Злоба на меня, за то что я целый месяц заставляла его притворяться вежливым и благодарным, убила в нем даже здравый смысл и инстинкт самосохранения.
Из толпы шагнул Рувен. Точными аккуратными движениями он затолкал Иманту в рот сложенное вчетверо больничное полотенце и завязал вторым. Брезгливо отряхнул руки и обратился к собравшимся.
− Так, все что надо, он уже сказал. Теперь давайте решать, что делать.
− Убить!
− Прекрасно, – опустил ресницы Рувен. – Как именно будем убивать? Оружия у нас нет. Вешать тоже надо умеючи и строить виселицу нам недосуг, сюда с минуты на минуту может явиться американская военная полиция.
− Да дать чем-нибудь по голове и всех дел!
− Хорошо. Куда девать тело? Если выбросить за ограду лагеря, начнутся вопросы. Крематория у нас нет. Вы предлагаете хоронить его здесь, рядом с нашими? Не много ли чести?
− А что ты предлагаешь?
− Я предлагаю отдать его русским.
Глаза Иманта над тугой повязкой вылезли из орбит, он выгнулся всем телом, замотал головой. И все это увидели.
− Я предлагаю вам вспомнить, кто мы, – продолжал Рувен. − Мы единственные в Европе без крови на руках. Мы чище и лучше остальных. Там, где год назад дымили трубы крематориев, теперь звучат слова Торы. По этой земле делают первые шаги наши дети. По этой земле ходят наши женщины, чище и прекрасней которых нет на свете…

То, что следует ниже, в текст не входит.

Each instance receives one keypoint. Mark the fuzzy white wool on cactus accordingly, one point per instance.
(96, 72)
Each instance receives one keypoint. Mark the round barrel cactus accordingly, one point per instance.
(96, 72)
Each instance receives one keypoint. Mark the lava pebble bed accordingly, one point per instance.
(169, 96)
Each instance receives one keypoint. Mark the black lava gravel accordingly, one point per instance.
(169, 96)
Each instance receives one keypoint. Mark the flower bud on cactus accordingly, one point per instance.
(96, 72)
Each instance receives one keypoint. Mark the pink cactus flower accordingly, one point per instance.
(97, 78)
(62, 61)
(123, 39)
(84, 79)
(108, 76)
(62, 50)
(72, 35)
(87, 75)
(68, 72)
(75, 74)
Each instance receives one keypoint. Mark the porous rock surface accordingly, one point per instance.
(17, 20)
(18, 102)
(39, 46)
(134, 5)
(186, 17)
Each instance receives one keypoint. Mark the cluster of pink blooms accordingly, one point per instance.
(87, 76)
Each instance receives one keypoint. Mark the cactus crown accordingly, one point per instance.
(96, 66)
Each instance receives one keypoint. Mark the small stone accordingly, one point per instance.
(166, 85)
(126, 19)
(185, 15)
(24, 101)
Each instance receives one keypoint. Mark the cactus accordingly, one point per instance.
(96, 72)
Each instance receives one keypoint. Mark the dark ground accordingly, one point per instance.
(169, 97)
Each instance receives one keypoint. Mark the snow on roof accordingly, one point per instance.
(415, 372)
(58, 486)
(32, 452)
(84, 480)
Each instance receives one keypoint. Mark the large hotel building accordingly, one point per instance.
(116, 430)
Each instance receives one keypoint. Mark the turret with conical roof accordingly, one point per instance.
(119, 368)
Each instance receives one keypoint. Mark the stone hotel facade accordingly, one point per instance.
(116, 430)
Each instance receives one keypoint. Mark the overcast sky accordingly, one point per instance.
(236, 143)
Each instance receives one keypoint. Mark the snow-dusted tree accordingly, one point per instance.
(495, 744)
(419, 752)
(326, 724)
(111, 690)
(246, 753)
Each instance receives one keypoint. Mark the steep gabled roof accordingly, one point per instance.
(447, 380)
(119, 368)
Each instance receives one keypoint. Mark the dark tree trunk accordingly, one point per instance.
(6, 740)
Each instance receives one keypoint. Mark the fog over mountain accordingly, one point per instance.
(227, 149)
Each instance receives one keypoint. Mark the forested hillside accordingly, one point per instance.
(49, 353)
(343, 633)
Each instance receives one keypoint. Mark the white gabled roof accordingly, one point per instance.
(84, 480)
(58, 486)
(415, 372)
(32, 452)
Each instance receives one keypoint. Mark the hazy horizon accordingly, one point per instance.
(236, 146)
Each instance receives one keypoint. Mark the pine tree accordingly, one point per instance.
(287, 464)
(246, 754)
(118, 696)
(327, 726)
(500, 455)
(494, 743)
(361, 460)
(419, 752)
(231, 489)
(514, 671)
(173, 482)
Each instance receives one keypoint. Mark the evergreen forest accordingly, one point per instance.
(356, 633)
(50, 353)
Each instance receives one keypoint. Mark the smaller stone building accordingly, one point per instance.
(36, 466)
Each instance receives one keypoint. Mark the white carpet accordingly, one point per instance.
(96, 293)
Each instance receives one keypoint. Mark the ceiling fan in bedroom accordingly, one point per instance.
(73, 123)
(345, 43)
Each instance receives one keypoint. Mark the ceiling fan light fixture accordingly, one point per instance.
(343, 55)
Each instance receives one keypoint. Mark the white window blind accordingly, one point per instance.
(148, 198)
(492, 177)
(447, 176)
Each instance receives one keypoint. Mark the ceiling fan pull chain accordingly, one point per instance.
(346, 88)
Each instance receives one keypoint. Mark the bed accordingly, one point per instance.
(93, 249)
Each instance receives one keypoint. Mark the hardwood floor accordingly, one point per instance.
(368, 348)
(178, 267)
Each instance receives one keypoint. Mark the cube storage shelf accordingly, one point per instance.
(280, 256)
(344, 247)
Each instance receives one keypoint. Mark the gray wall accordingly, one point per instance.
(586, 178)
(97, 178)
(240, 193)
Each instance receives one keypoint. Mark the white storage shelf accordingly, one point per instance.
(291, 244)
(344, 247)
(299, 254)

Тут он встал рядом со мной, взял за руку и с вызовом посмотрел на людей. Никто ему не возразил и он продолжал:
− Так не будем же оскверняться. Пусть гоим разбираются между собой, пусть русские сделают эту грязную работу за нас. Они хотели Европу без евреев, они получили то, что хотели, – пусть теперь грызут друг друга. Всевышний приведет нас на святую землю, домой.
− Амен, – десятками грудей вздохнула толпа.
Я, шатаясь, дошла до барака, легла на кровать и накрылась с головой одеялом.
Через несколько дней Рувен ждал меня вечером у ворот лагеря. Из комендатуры меня привезли на джипе веселой компанией – два сержанта и солдат. Сержант Империале, смуглый черноглазый выходец из семьи итальянских иммигрантов, галантно помог мне сойти на землю и обратился к Рувену по-английски:
− Ты молодец, что волнуешься за сестренку. Но, клянусь честью, мы ее не обидим. Для этих дел у нас немки есть.
Рувен сказал мне на иврите:
− Идем, Юстина. Надо поговорить.
Английский он учить принципиально не желал и с гоями ему было не о чем разговаривать.